Rolf Italiaander wurde am 20. Februar 1913 in Leipzig geboren. Er gründete nach dem 2. Weltkrieg in Hamburg zusammen mit Hans-Henny Jahnn (Grab Hans Henny Jahnn in Hamburg-Nienstedten) und anderen die ‚Freie Akademie der Künste in Hamburg‘. Über 20 Jahre war er deren Generalsekretär.
Rolf Italiaander – Einsatz für die Rechte Homosexueller
1951 schrieb Italiaander, veranlasst durch die ‚Frankfurter Homosexuellen-Prozesse‘, das Stück „Das Recht auf sich selbst„. Es war das erste Nachkriegs-Theaterstück zum Thema Homosexualität. Am 2. April 1952 wurde es von Ida Ehre an den Hamburger Kammerspielen uraufgeführt.

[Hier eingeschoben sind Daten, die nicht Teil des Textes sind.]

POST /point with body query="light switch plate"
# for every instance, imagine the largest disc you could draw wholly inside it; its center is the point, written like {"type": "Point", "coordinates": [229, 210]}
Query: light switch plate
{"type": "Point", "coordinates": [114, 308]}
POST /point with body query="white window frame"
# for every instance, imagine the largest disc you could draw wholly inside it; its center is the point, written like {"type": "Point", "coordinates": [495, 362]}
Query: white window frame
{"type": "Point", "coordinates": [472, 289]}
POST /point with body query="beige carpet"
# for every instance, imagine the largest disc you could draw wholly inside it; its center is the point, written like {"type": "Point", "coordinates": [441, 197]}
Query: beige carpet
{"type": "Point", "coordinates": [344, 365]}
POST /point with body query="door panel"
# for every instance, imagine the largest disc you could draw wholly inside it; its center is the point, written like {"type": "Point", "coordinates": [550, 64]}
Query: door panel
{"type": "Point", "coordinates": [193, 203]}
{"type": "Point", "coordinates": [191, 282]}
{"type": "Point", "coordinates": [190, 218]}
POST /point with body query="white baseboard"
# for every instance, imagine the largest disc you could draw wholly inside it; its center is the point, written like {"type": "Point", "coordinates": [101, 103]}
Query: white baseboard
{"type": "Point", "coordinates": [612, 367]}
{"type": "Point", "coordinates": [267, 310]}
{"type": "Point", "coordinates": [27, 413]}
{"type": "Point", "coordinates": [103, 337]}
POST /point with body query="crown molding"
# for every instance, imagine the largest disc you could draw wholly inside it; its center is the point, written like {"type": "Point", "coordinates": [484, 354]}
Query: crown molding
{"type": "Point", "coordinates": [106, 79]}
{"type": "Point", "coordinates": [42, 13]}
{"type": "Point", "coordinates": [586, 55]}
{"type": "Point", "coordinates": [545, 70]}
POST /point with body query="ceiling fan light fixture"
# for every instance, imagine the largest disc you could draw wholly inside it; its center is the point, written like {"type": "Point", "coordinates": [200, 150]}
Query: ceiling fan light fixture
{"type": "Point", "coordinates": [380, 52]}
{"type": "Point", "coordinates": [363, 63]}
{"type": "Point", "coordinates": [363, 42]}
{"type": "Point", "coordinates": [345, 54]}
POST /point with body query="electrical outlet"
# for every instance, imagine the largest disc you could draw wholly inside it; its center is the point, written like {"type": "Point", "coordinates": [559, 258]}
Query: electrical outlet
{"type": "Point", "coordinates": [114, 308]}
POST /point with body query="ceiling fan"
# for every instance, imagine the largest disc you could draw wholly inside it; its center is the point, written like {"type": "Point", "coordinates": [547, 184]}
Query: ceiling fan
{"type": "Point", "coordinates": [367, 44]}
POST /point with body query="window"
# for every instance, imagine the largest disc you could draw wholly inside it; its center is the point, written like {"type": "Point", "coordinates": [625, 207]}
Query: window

Immer wieder lieferte er Texte für Homosexuellen-Magazine der Zeit. Insbesondere schrieb er für ‚Club 68‘, für den er 1969 [im Jahr des Stonewall-Aufstands!] den Text „Selbstverwirklichung und Integration der Homophilen“ verfasste (in Ausgabe 2/1969, S. 12).
Zudem veröffentlichte er in ‚Der Kreis‘, für den er auch Photographien und Zeichnungen lieferte, u.a. einen langen Aufsatz über Jean Genet. Dieser Genet-Aufsatz war die Basis für Italiaanders Text „Jean-Paul Sartre über Jean Genet„. Dieser Text war der bei Rowohlt 1955 erschienenen und nur auf Bestellung erhältlichen ersten deutschen Ausgabe von Genets „Querelle“ (1982 von Rainer Werner Fassbinder verfilmt) beigefügt.
Ende der 1960er Jahre zählte Italiander zu den bedeutendsten Unterstützern einer Reform des §175. 1968 veröffentlichte er als Herausgeber im Hamburger ‚Gala Verlag‘ mit „Weder Krankheit noch Verbrechen – Plädoyer für eine Minderheit“ eine Sammlung von Aufsätzen, Essays und Texten Prominenter, die sich gegen den Paragraphen 175 aussprachen.
Rolf Italiaander starb am 3. September 1991 in Hamburg. Sein Grab befindet sich auf dem Friedhof Ohlsdorf (Hamburg).
In einem alten Bauernhaus, das Italiaander gemeinsam mit seinem Partner Hans Ludwig Spegg erworben hatte, gründete er 1970 das ‚Museum Rade im Naturpark Oberalster‘, das seine Kunstsammlung beherbergt. Das Museum zog 1987 um in eine Villa am Reinbeker Mühlenteich, ‚Museum Rade am Schloss Reinbek‘.